I named it with a leading underscore so that it stays at the top of my collections, and within it are a few sub-collection sets for organizational purposes. The copyright status smart collection is under the Metadata Data collection set, but the one I want to share today is all about file types. Lightroom supports JPG, TIF, PSD, DNG, (some) Video, and an ever-growing number of proprietary RAW formats.



There may also be variations within a given file type that are noteworthy, such as the bit depth of TIF or PSD files (larger bit depth suggests larger file sizes on disk)  or whether a DNG was created as lossy or lossless. Smart collections can be used to automatically gather up each of these file types to help you keep tabs on what’s happening in your catalog.
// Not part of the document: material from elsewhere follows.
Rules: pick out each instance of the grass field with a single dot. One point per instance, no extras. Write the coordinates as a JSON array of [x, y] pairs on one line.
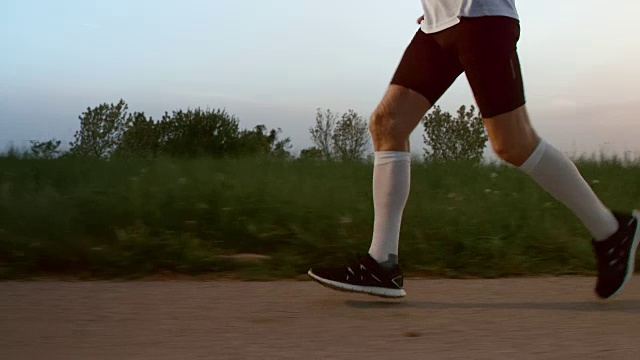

For example, back before we had Lightroom’s merge to HDR it was popular to create 32-bit TIF files through Photoshop instead. Wouldn’t it be nice to track them all down and possibly redo them with the new merge to HDR to compare? Wouldn’t it be nice to see how many 16-bit TIF files created by sending copies to Photoshop are taking up hard drive space, and decide if you want to keep them? Perhaps you’d like to archive older RAW files as DNG to recover hard drive space? Maybe like me, you’ve imported a bunch of PNG screen captures that you no longer need? This set of collections is a long-term investment that costs just a few minutes to set up.

I suggest keeping them organized in collection sets, but that’s up to you. Click the plus sign at the top of the Collections panel and choose Create Smart Collection to get started.



Give it a meaningful name, and then look for the File Type criteria under File Name / Type. From there, you can choose to set it to “is” and choose your file type from the list.



I suggest creating these smart collections one after the other because each time your open the Create Smart Collection dialog, it should open with the rules for the smart collection you just made, so it saves some clicks. You can of course add additional rules, such as bit depth (or whatever your needs dictate) to make these more targeted.



Beyond file types, I also made a smart collection to track how many smart previews have been created, as there is a separate criteria specifically for that purpose.

While you can’t delete from a smart collection, you can always Right-click a photo and choose Go to Folder in Library to switch to viewing it in its containing folder where you can delete it if needed. Hope that helps!